Co do skrótów faktycznie ale PZŁ na forum Łuczniczym raczej każdy wie, że nie chodzi o PZ Łowiecki
, nie mniej jednak masz rację
.
Co do reszty hmmm, rozpiskę wymogów widziałem jak najbardziej, co do całości to chyba Masz jednak stety czy niestety Romku rację, albo w większości, bo tak trochę nie do końca te kwestię są sprecyzowane, albo już mi się pomerdało od wertowania tych ustaw i interpretacji.

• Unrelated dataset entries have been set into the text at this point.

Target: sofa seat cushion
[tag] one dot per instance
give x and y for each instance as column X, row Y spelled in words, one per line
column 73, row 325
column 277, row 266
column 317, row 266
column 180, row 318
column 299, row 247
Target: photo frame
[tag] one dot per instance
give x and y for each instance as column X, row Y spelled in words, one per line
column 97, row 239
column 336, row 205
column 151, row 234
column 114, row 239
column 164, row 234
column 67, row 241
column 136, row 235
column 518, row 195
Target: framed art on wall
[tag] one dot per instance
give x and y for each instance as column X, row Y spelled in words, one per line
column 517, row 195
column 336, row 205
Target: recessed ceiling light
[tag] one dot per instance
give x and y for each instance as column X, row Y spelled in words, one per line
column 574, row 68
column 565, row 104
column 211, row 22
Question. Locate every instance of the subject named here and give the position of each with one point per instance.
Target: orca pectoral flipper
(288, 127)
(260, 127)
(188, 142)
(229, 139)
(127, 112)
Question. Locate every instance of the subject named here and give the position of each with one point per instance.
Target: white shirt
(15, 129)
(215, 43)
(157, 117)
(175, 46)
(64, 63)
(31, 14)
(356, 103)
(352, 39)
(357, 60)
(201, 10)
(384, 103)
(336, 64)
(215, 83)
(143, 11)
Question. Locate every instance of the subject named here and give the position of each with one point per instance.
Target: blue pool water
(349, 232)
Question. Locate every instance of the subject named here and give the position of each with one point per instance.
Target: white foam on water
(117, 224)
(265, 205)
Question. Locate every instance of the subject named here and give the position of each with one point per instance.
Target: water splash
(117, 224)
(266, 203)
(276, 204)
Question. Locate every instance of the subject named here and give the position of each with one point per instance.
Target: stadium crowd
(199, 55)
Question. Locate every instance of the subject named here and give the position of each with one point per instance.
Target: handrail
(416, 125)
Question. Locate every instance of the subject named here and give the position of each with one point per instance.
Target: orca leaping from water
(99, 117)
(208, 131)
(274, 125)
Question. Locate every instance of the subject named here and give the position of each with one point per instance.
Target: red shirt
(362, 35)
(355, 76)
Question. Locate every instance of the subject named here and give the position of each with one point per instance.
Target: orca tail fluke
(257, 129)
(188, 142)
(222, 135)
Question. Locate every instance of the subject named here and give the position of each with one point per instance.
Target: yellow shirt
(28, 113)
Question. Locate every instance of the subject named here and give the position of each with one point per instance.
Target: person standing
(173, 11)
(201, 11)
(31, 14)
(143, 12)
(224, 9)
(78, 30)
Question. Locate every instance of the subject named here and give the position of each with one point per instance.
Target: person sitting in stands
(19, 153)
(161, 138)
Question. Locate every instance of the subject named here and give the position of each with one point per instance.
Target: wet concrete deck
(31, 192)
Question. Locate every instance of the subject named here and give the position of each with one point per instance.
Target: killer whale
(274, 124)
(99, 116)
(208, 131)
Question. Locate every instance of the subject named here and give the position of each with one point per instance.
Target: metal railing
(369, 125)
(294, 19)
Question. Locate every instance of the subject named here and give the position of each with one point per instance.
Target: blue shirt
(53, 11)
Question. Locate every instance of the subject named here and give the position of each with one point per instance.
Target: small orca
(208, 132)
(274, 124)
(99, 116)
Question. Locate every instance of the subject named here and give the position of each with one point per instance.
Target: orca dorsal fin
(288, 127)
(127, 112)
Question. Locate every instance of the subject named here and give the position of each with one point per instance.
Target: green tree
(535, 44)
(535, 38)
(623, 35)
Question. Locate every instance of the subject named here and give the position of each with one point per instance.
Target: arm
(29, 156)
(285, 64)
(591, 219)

Wychodzi na to, że powstałą swego rodzaju samowola nad którą nikt nie ma pieczy, i teoretycznie taki związek sportowy może wymyślić/narzucić co chce, jak chce, i co mu się podoba, albo jaki ma kaprys, nie oskarżając oczywiście nikogo stwarza to swego rodzaju miejsce korupcji, albo dopasowania przepisów pod kątem "Swoich", bądź tak, żeby uprawnienia uzyskali ci co mają to uzyskać.
Ustawa zniosła wymogi wykształcenia, ( minimum średnie i to bez matury ), na każdym szczeblu jak i bodaj zniosła klasy trenerskie, natomiast PZŁucz mimo, że ustawa to zniosła narzucił to ponownie, Dla trenera klasy II - Matura , dla trenera klasy I , wprowadziła tytuł MGR.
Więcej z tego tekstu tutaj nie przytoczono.